5. method according to claim 4, is characterized in that, described applying unit toIn the first traffic data bag that business platform sends, carrying described encrypted characters string comprises:
Described encrypted characters string is write predeterminated position or the system in user agent UA by applying unitPredeterminated position in one URLs URL;
Applying unit to business platform send first traffic data bag comprise described UA orDescribed URL.
6. method according to claim 4, is characterized in that, to service authorization code and useFamily mark is encrypted and comprises: by described service authorization code with described ID according to default priorityOrder sequence also arranges the mode of separator between described service authorization code and described IDArrange, and to according to default sequencing and the character string that separator obtains is set is encrypted.

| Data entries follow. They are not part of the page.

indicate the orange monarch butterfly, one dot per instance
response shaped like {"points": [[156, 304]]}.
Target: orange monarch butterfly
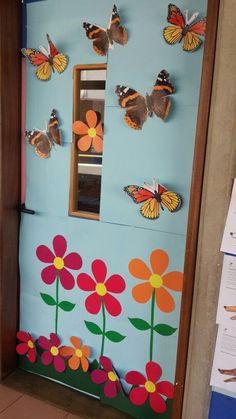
{"points": [[154, 196], [47, 60], [184, 28]]}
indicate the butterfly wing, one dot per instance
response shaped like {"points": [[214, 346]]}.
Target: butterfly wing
{"points": [[99, 37], [135, 105], [41, 142], [160, 100], [53, 129], [116, 32]]}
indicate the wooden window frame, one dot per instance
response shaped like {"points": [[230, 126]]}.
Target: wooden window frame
{"points": [[73, 166]]}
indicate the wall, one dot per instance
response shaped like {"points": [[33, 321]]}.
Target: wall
{"points": [[220, 169]]}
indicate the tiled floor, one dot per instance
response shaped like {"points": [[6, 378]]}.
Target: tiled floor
{"points": [[26, 396]]}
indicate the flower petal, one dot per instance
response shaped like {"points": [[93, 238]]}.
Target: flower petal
{"points": [[157, 403], [106, 363], [76, 342], [153, 371], [173, 280], [164, 300], [84, 364], [135, 378], [85, 282], [99, 129], [99, 376], [46, 358], [166, 388], [59, 363], [73, 261], [97, 144], [67, 279], [93, 303], [74, 362], [112, 305], [84, 143], [49, 274], [59, 246], [44, 342], [138, 395], [142, 292], [99, 270], [44, 254], [110, 389], [91, 118], [159, 261], [22, 348], [115, 284], [79, 128], [139, 269]]}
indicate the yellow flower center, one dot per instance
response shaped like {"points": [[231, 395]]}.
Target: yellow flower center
{"points": [[101, 289], [112, 376], [58, 263], [156, 281], [92, 132], [30, 344], [54, 351], [78, 353], [150, 386]]}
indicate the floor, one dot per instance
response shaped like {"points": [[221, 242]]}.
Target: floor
{"points": [[26, 396]]}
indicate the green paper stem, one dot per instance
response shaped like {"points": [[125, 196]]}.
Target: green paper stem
{"points": [[152, 324], [103, 328]]}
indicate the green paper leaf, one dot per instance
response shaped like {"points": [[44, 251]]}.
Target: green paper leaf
{"points": [[140, 324], [93, 328], [164, 329], [48, 299], [66, 305], [114, 336]]}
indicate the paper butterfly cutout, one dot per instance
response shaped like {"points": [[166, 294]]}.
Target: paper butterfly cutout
{"points": [[154, 196], [44, 140], [138, 107], [103, 39], [184, 29], [47, 60]]}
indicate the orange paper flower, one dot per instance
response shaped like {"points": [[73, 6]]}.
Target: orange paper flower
{"points": [[92, 133], [155, 281], [78, 355]]}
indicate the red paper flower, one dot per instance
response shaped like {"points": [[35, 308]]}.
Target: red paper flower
{"points": [[52, 352], [149, 388], [27, 347], [108, 376], [102, 289], [58, 263]]}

7. a business identifying system, is characterized in that, comprising:
Business platform, for storing the service authorization code being distributed by operator, described service authorization codeA kind of business of unique identification; And provide business service to applying unit, under sending to applying unitIndustry business stream packets, this downlink business stream packets comprises expression this business platform IP addressSource IP address and source port number with port;
Applying unit, is arranged in user terminal, for adopting the first AES setting in advanceWith the first key, to the service authorization code obtaining from business platform in advance and the user of this user terminalMark is encrypted, and generates encrypted characters string; And the first business fluxion sending to business platformAccording to carrying described encrypted characters string, described ID, object IP address and destination interface in bagNumber; And send uplink service stream packets to business platform, in this uplink service stream packets, wrapDraw together object IP address and destination slogan; Described object IP address and destination slogan represent this industryIP address and the port of business platform;
Business identifying system, for adopting the first AES and the first key that set in advance, rightDescribed encrypted characters string is decrypted, obtain ID, and by deciphering obtain ID withThe ID of directly carrying in described first traffic data bag compares; If deciphering obtainsID is consistent with the ID of directly carrying in first traffic data bag, described user's markKnow by checking, the described service authorization code obtaining according to deciphering is identified the industry that described Business Stream is correspondingBusiness type, sets up corresponding relation between object IP address, destination slogan and type of service alsoStorage; Extract applying unit send all uplink service stream packets in object IP address andSource IP ground in all downlink business stream packets that destination slogan and business platform sendLocation and source port number, and by object IP address and destination interface in uplink service stream packetsNumber and described corresponding relation between object IP address, destination slogan mate and descendingObject IP ground in source IP address in traffic data bag and source port number and described corresponding relationCoupling between location, destination slogan, realizes the traffic identification to Business Stream.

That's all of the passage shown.